Mainly promos and massive buying sprees. I actually like to pay for music because I want to support the industry. So I don't mind spending money on large blocks of music at once, because the promos won't meet all your needs. I don't really do it progressively, which I probably should, because it's very time-consuming to go through so many releases coming out. It goes in waves really. I either spend most of the time on production, or I spend a lot of time going through promos. Maybe like 200 tracks at a time, and then throwing many of them away. And I'll also buy a lot of tracks that I'll never use. But I find that this process generates more eclectic type of podcasts for my "Invisible Radio Show" and live sets.

Any highlights from your latest musical discoveries?

Now that I've discovered the Olympus digital recorder, I've been recording sounds in places as different as Cuba and Mongolia. The result from Mongolia last summer is, of course, in the album ('Mongolium'), and in Cuba I recorded tons of bands this summer (by channels!). I want to experiment with mixing electronic and Son, which is the traditional Cuban music, closer to jazz than to salsa. So right now I'm working on a remix of a famous song called 'Lagrimas Negras', in which I use some of the recordings I brought back this summer. Eventually I'd also like to go back to the idea behind my first ever track, before 'Viclone', which was a remix of a 1954 blues recording by Howlin' Wolf called 'BPM Blues', but never released because of the sample and very poor production quality. I think this idea has a lot of potential. I've always been a huge blues fan, and eventually I'd like to come back to this idea of mixing blues with electronic.

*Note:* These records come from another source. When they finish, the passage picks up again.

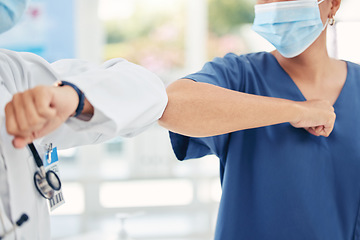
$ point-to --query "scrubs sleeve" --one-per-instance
(227, 72)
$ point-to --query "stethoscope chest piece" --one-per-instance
(46, 182)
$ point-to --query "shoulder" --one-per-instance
(233, 71)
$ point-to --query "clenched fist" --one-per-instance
(38, 111)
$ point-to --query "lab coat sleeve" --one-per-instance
(127, 98)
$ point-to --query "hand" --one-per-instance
(317, 117)
(36, 112)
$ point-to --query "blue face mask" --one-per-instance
(291, 26)
(10, 13)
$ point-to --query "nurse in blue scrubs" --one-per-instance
(289, 170)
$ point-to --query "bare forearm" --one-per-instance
(200, 110)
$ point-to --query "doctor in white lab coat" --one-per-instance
(125, 100)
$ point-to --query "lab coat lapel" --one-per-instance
(24, 197)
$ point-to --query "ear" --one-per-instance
(335, 5)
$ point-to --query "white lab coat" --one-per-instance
(126, 97)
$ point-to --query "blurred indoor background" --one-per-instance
(135, 188)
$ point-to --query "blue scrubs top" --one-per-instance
(279, 182)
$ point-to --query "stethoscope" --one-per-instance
(18, 223)
(46, 182)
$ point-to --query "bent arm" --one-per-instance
(201, 110)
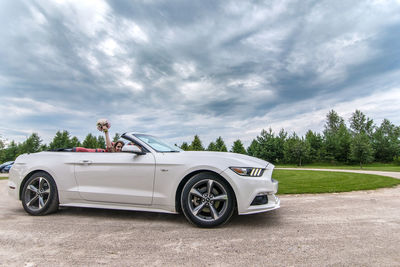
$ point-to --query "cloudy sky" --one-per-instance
(180, 68)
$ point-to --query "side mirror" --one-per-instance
(132, 149)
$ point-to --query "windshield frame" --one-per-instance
(173, 148)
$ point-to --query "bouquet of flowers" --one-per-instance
(103, 125)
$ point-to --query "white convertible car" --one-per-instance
(148, 175)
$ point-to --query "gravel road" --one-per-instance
(356, 228)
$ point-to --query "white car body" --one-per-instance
(148, 182)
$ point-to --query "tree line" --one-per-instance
(361, 142)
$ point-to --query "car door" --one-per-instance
(124, 178)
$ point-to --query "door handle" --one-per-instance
(85, 162)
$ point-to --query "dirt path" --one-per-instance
(357, 228)
(389, 174)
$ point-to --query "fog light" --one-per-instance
(260, 200)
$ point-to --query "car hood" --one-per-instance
(226, 158)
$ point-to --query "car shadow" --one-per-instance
(259, 220)
(120, 215)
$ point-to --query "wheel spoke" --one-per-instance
(32, 200)
(199, 208)
(220, 197)
(41, 181)
(196, 192)
(214, 212)
(41, 203)
(32, 188)
(210, 184)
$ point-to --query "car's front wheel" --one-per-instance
(207, 200)
(39, 195)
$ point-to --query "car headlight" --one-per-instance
(253, 172)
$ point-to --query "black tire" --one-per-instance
(207, 200)
(40, 194)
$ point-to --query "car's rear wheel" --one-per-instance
(207, 200)
(39, 195)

What's brewing in your studio?

In addition to the 'Lagrimas Negras' remix, which is completely different from 'Dark Matters', I've also started production on some new EPs, closer to the album in terms of style. But, for some reason, it seems that now the tracks branch off in very different directions as soon as I start tweaking them very little. I guess with an improved technique comes more choices, and I think I'm just going to freestyle it on those different versions! But the main thing brewing in the studio right now is, of course, the new Roland TD-30KV which I would like to have in all productions from now on. I'm trying to see if analogue drums will work with underground tracks, and so far it seems they do. They add a nice classic rock feel to them. But you have to pick the right sounds because the drum module comes with dozens of different traditional drum sets, and they all sound quite different.

Any production tips & tricks you'd like to share?

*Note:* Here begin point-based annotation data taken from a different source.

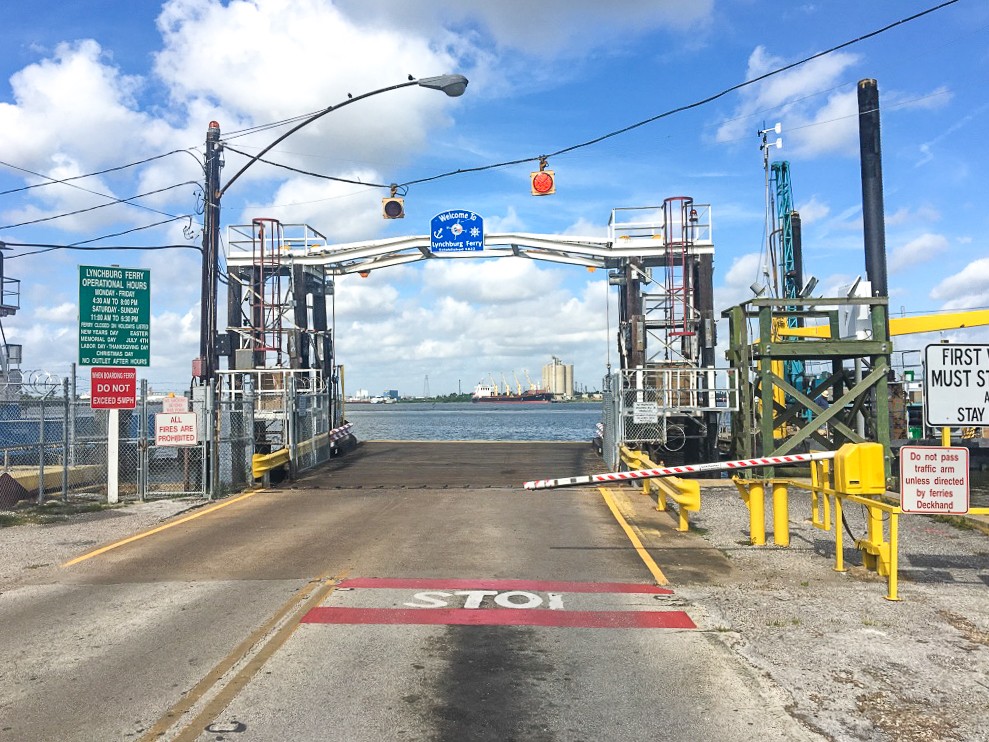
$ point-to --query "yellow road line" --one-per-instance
(170, 524)
(299, 604)
(650, 563)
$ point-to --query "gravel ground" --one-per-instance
(33, 553)
(857, 666)
(854, 665)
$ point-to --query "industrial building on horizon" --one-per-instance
(558, 378)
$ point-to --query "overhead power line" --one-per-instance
(48, 247)
(689, 106)
(68, 181)
(103, 206)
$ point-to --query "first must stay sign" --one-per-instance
(114, 316)
(956, 385)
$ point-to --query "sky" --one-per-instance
(124, 90)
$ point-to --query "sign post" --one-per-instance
(114, 316)
(934, 479)
(956, 385)
(456, 231)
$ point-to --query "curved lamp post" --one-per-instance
(452, 85)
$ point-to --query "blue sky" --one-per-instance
(90, 85)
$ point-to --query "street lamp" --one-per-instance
(205, 369)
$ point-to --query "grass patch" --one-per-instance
(51, 512)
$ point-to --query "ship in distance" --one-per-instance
(490, 393)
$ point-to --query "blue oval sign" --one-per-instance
(456, 231)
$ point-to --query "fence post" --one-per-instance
(41, 451)
(292, 410)
(72, 418)
(65, 440)
(249, 426)
(212, 470)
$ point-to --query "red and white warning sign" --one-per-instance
(934, 480)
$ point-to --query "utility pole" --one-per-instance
(207, 361)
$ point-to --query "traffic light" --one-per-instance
(393, 207)
(543, 182)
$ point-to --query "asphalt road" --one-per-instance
(408, 591)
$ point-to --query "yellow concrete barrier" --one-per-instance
(686, 493)
(855, 478)
(263, 464)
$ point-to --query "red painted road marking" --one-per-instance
(503, 617)
(470, 594)
(536, 585)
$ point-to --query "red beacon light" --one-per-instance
(543, 181)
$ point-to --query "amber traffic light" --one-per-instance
(543, 182)
(393, 207)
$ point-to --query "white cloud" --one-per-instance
(966, 289)
(550, 27)
(586, 228)
(921, 249)
(508, 223)
(813, 211)
(809, 128)
(503, 281)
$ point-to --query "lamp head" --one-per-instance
(452, 85)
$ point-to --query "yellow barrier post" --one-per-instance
(781, 515)
(757, 515)
(894, 558)
(839, 549)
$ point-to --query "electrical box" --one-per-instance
(859, 469)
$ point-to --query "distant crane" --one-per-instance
(790, 262)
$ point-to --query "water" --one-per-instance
(467, 421)
(510, 422)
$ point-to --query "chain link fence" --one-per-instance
(666, 407)
(53, 445)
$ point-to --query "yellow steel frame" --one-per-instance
(906, 325)
(686, 493)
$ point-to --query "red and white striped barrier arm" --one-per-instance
(670, 471)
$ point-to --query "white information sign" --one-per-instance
(934, 480)
(176, 429)
(645, 412)
(956, 385)
(171, 405)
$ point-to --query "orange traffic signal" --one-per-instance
(393, 207)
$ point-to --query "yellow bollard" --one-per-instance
(757, 514)
(839, 549)
(781, 515)
(893, 557)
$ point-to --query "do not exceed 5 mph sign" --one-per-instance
(956, 385)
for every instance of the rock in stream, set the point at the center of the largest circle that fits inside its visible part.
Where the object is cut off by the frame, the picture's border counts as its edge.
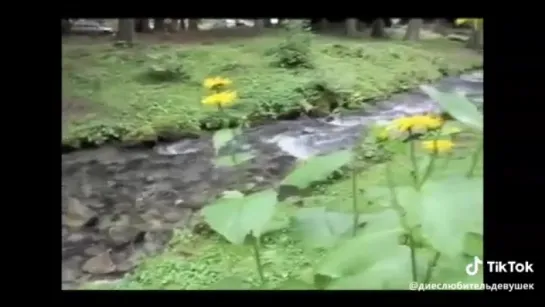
(120, 205)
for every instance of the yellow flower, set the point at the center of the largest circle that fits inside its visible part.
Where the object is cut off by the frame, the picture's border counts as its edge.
(417, 123)
(453, 130)
(221, 99)
(474, 21)
(216, 82)
(383, 135)
(438, 146)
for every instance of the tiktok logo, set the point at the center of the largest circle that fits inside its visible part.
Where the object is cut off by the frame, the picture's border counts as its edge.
(473, 268)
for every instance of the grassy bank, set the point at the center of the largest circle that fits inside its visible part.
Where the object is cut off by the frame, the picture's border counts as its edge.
(152, 91)
(205, 260)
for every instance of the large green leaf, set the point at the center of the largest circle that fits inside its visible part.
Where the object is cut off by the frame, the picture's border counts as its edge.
(407, 197)
(394, 272)
(450, 209)
(230, 283)
(459, 107)
(473, 244)
(359, 253)
(294, 284)
(316, 169)
(222, 137)
(319, 228)
(235, 218)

One thing I've learned in making the album is that, if you want to go for an album mix, make sure the tracks are harmonically compatible before you master them. I found myself going back and tweaking certain tracks for the mix, but some of the issues could not be resolved unless you remastered the track (and even still there are unresolved issues left in the final mix, unfortunately). So be aware of this as you make the album and test the tracks within the tracklist as you make them. Lately I've also been paying close attention to the technical tips in the Computer/Future Music tutorials. There are so many valuable ideas in there every month, that you could practically do a production course just with those magazines. So I definitely recommend reading them if you're getting started (like me!). Another source is, of course, YouTube. It never ceases to amaze me how many people have taken the time to make a video about any issue you can think of, and do it for free! You'll never again have to read those 500 pages that you get with a simple digital recorder, or the Airbus 380 manual that comes with a new synth.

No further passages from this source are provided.